Goro opens his mouth, about to see how many unhinged comments he can make before Akira takes his fast food and retreats back into the apartment, but any semblance of evil he’s trying to project is promptly dashed when his cellphone rings loudly to the melody of the second opening of Featherman Season 5.
Akira hurriedly covers a smile behind his hand and Goro glares at him. His glare intensifies when he sees the name on his screen.
“Spam,” Goro says. And then he picks up anyway.
“Akechi,” booms Masayoshi Shido’s voice from the other end. “You told me you were going to get food and then you didn’t call me back.”
“It’s a long line,” Goro answers offhandedly, and a look of understanding passes over Akira’s face. Goro doesn’t want to know what kinds of conclusions he’s come to.
“That was a week ago.”
“It’s a really long line.” Goro rolls his eyes. “Did you want something?”
“Watch your tone.” There’s some shuffling on the other end of the phone. “The Boscars are next week. You are expected to attend. You should have gotten the instructions in the mail months ago.”
Goro thinks about the mailbox in his apartment that is so stuffed with envelopes that the mailman has been creatively finding new places to stick his mail. Once it was under his doormat. Once it was stuck right outside his window. Once it was put under his toilet seat in the bathroom. He called the cops after that last one.
“You are expected to be on your best behavior.” Shido’s voice drips with disdain, and Goro thinks that if his father could see him sitting on the dirty floor of an apartment hallway licking salt off his fingers, he would have a heart attack. “You have already brought enough shame to the family when you decided to throw your little teenage rebellion and move out. Do you know how much others laughed at me?”
Goro can imagine, because he was one of the people doing the laughing.
Shido rambles more logistics for a bit longer, and Goro is in the middle of thinking of the most patronizing way to refuse the invitation when Akira suddenly scoots closer to him.
And then he started slobbering all over burger bun.
He looks disgusting. He looks like a heathen. He looks like someone Goro is going to throw off the roof of the building in approximately three seconds. What does he think he’s doing, and does he really need to be so loud?
Akira makes a face mid-slobber. “I asked for no pickles,” he whispers, face crestfallen, as if the existence of the pickle was what made this whole situation socially unacceptable.
Before Goro can say anything though, Shido’s voice booms from the cellphone. “Do you have company at the moment?

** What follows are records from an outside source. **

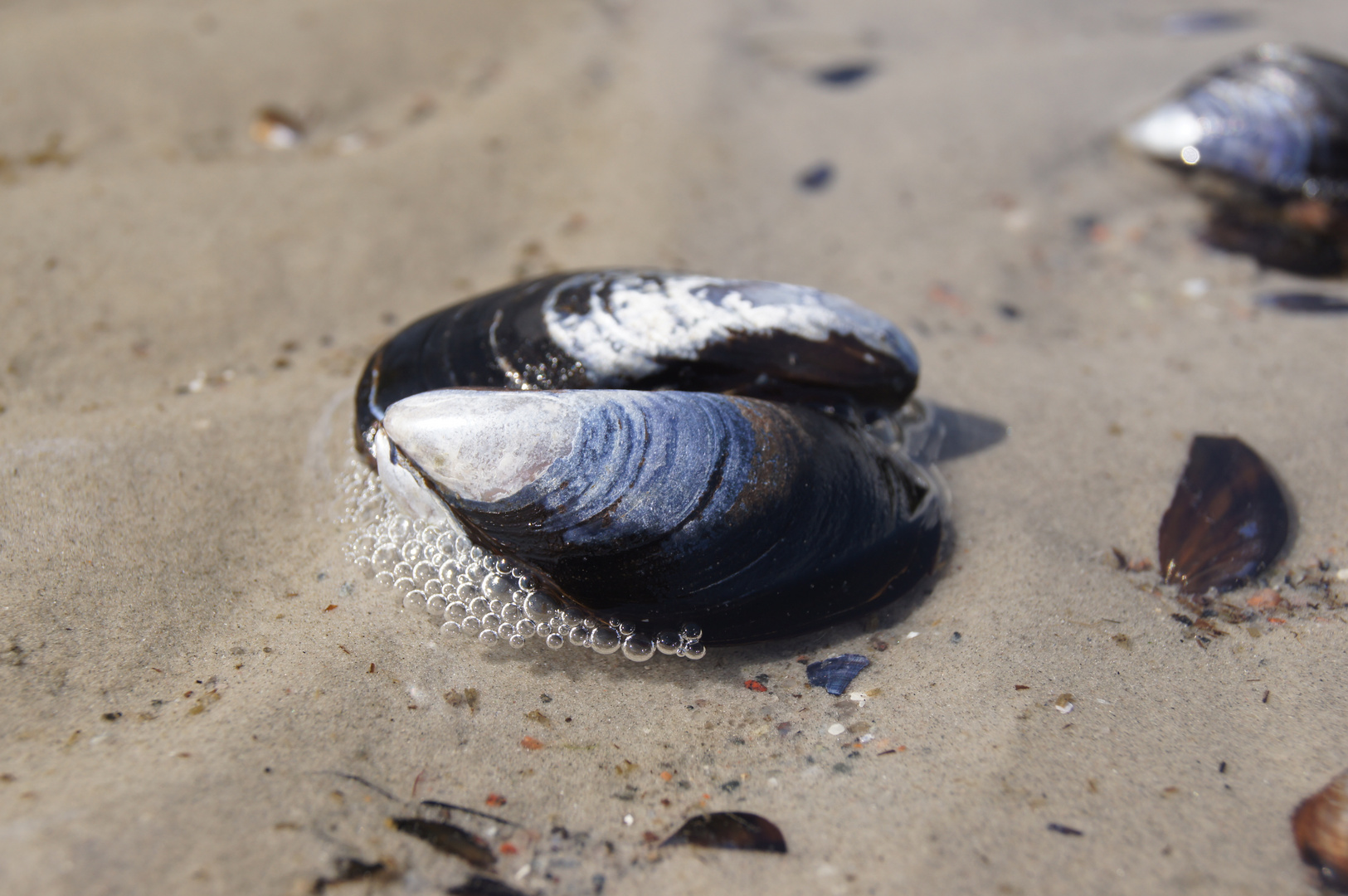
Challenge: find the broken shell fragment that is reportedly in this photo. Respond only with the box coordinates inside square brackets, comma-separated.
[805, 654, 871, 697]
[1158, 436, 1292, 594]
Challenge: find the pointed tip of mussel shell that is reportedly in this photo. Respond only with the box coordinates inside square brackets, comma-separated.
[660, 812, 786, 853]
[805, 654, 871, 697]
[1292, 772, 1348, 894]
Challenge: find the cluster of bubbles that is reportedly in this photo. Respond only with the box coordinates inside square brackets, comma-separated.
[345, 463, 707, 663]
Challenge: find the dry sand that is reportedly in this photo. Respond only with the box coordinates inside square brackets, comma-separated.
[0, 0, 1348, 894]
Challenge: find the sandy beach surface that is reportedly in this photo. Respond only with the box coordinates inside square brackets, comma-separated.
[0, 0, 1348, 896]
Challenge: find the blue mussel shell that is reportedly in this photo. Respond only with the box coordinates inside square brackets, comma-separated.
[356, 270, 942, 645]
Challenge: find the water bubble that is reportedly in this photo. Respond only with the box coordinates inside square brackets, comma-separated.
[483, 572, 511, 601]
[591, 626, 623, 654]
[524, 592, 558, 622]
[371, 543, 401, 570]
[411, 561, 440, 585]
[622, 632, 655, 663]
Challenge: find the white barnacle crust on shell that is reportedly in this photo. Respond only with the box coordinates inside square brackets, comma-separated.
[543, 272, 918, 385]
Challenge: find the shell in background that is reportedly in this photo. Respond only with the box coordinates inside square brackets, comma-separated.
[1122, 43, 1348, 276]
[1292, 772, 1348, 894]
[1123, 43, 1348, 201]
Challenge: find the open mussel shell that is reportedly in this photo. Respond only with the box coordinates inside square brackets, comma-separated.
[1158, 436, 1292, 594]
[353, 270, 947, 660]
[382, 389, 941, 645]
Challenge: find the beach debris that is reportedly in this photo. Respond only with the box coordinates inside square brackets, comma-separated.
[1255, 292, 1348, 314]
[1049, 822, 1085, 837]
[815, 62, 875, 88]
[1122, 43, 1348, 276]
[1288, 765, 1348, 894]
[1158, 436, 1290, 594]
[342, 270, 944, 661]
[1161, 9, 1253, 37]
[248, 105, 304, 149]
[445, 865, 528, 896]
[796, 162, 833, 192]
[660, 812, 786, 853]
[388, 818, 496, 868]
[805, 654, 871, 697]
[311, 855, 397, 894]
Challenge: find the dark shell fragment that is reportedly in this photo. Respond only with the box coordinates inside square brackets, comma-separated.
[1292, 772, 1348, 894]
[1160, 436, 1290, 594]
[805, 654, 871, 697]
[660, 812, 786, 853]
[390, 818, 496, 868]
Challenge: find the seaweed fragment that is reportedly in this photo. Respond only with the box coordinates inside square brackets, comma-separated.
[446, 874, 524, 896]
[660, 812, 786, 853]
[1255, 292, 1348, 314]
[1158, 436, 1290, 594]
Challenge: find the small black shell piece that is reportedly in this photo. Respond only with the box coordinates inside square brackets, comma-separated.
[805, 654, 871, 697]
[660, 812, 786, 853]
[1158, 436, 1290, 594]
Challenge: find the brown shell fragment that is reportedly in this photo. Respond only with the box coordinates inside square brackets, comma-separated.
[660, 812, 786, 853]
[1158, 436, 1290, 594]
[1292, 772, 1348, 894]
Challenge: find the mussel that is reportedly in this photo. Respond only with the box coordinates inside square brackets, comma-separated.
[354, 270, 944, 660]
[1123, 43, 1348, 275]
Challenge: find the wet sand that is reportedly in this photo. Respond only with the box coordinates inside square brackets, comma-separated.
[0, 0, 1348, 894]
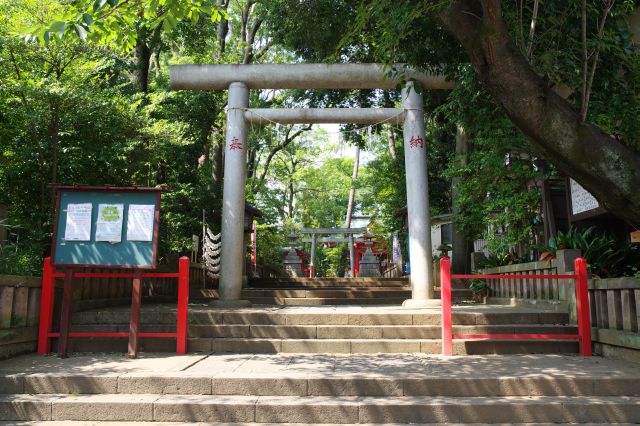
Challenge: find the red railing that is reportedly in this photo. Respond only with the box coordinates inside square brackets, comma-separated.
[38, 257, 189, 358]
[440, 257, 591, 356]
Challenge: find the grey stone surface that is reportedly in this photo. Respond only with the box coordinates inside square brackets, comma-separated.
[153, 395, 258, 422]
[24, 372, 118, 394]
[118, 373, 211, 395]
[256, 397, 359, 424]
[0, 374, 24, 394]
[0, 395, 56, 420]
[51, 394, 158, 422]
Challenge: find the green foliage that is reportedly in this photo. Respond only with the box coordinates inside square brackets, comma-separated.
[19, 0, 227, 51]
[469, 279, 489, 295]
[545, 227, 640, 278]
[439, 70, 541, 256]
[256, 224, 288, 270]
[0, 240, 42, 276]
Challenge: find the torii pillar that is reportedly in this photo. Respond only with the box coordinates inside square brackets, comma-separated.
[218, 83, 250, 306]
[402, 82, 439, 308]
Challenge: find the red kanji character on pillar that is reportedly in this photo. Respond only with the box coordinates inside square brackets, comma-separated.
[409, 136, 424, 148]
[229, 136, 242, 151]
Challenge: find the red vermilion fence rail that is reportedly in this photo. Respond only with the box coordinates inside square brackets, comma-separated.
[38, 257, 189, 357]
[440, 257, 591, 356]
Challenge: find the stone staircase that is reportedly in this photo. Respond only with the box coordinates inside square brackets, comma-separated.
[61, 305, 578, 354]
[191, 277, 471, 306]
[0, 354, 640, 425]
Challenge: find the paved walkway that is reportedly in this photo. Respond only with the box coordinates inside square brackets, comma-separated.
[0, 353, 640, 378]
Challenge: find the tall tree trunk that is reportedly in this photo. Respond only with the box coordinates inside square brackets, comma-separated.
[135, 29, 151, 93]
[218, 0, 229, 53]
[387, 126, 398, 161]
[49, 98, 60, 183]
[437, 0, 640, 226]
[451, 125, 473, 274]
[344, 147, 360, 228]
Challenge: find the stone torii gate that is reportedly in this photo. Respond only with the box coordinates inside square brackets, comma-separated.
[170, 64, 453, 307]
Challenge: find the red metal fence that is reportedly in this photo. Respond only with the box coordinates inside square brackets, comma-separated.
[38, 257, 189, 357]
[440, 257, 591, 356]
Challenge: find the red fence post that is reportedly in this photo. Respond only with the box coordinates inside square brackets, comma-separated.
[38, 257, 55, 355]
[574, 257, 592, 356]
[440, 257, 453, 355]
[176, 256, 189, 355]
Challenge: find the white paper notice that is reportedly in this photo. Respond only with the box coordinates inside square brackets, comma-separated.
[127, 204, 156, 241]
[64, 203, 91, 241]
[96, 204, 124, 243]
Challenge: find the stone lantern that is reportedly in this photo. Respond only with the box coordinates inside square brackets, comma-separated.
[284, 232, 304, 278]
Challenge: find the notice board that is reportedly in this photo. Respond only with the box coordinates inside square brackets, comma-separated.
[51, 186, 165, 269]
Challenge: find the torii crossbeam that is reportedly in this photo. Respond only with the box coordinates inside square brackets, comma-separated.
[170, 64, 453, 307]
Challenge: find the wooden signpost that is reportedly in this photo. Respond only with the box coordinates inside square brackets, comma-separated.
[38, 186, 189, 358]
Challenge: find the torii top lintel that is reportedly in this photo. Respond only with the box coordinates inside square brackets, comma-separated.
[170, 64, 454, 90]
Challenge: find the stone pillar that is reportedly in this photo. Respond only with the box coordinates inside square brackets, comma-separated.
[284, 232, 304, 278]
[349, 234, 356, 278]
[220, 83, 249, 302]
[556, 249, 581, 324]
[309, 234, 318, 278]
[358, 238, 380, 277]
[402, 82, 439, 308]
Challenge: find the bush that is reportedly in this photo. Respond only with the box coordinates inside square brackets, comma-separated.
[0, 243, 42, 276]
[544, 227, 640, 278]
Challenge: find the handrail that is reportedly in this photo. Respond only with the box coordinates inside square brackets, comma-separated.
[38, 257, 189, 358]
[440, 257, 592, 356]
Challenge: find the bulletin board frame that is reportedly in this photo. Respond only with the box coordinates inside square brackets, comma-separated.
[51, 186, 167, 269]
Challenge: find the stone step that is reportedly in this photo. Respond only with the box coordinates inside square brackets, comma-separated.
[0, 394, 640, 424]
[249, 277, 409, 287]
[243, 298, 411, 306]
[242, 287, 411, 299]
[6, 420, 637, 426]
[71, 324, 577, 340]
[72, 306, 569, 325]
[6, 367, 640, 397]
[57, 337, 578, 355]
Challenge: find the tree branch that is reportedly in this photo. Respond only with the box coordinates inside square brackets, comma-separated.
[527, 0, 540, 60]
[251, 124, 312, 190]
[580, 0, 616, 123]
[433, 0, 640, 226]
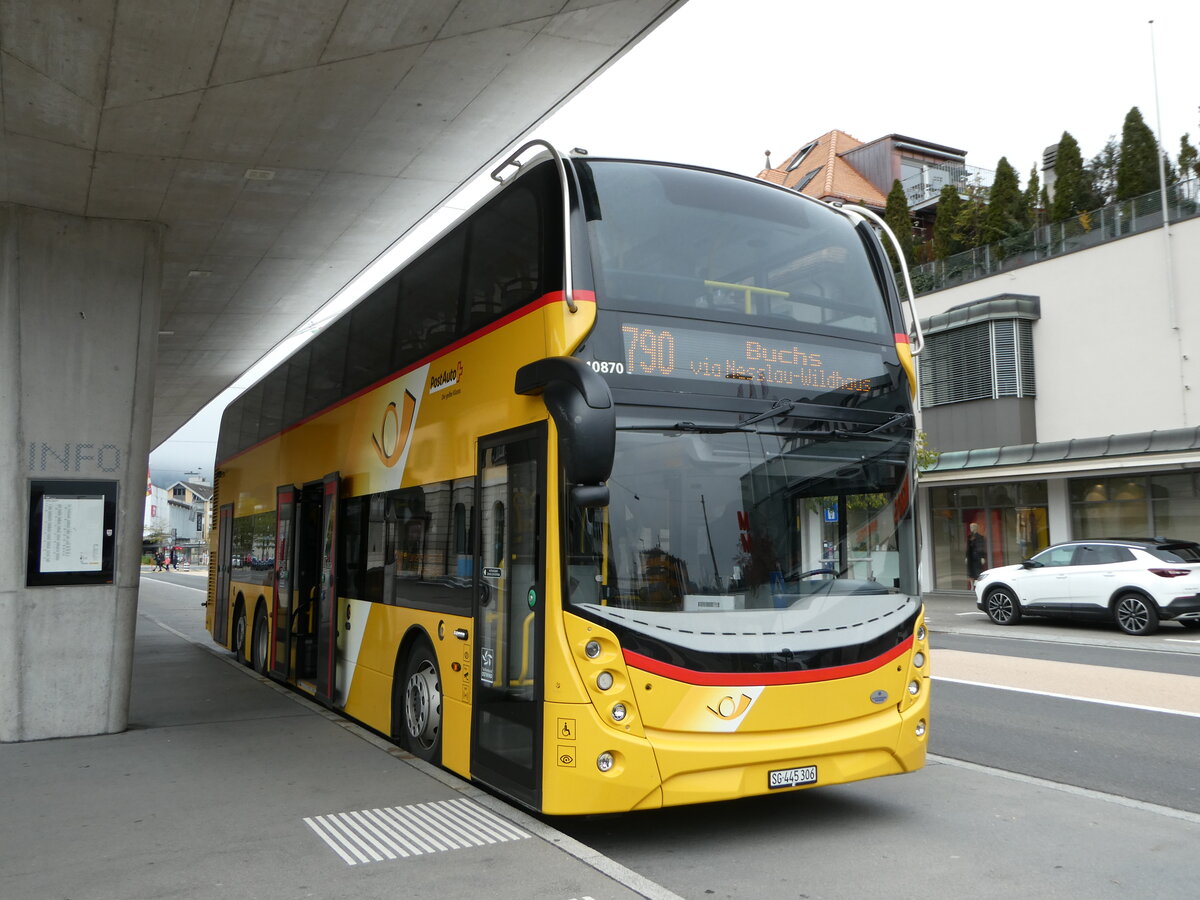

This is extremely indecent and I expected better from you.”
Goro is confused until he sees the self-satisfied smile on Akira’s face, and then everything falls into place. No. No no no. He did not spend all his middle school years losing to his father in mind games only for Shido to get fooled by Akira’s “ploy”.
Akira slobbers over the bun a little more, and for someone who supposedly has dozens of significant others, he has clearly never kissed anyone in his life if he thinks that’s what it sounds like. “Goro,” he says softly, and he looks like he’s trying to hold back a laugh. He takes the hamburger buns and helpfully slaps them together in soft rhythmic thuds. Goro wants to bash his head through the floor. “Who are you talking to?”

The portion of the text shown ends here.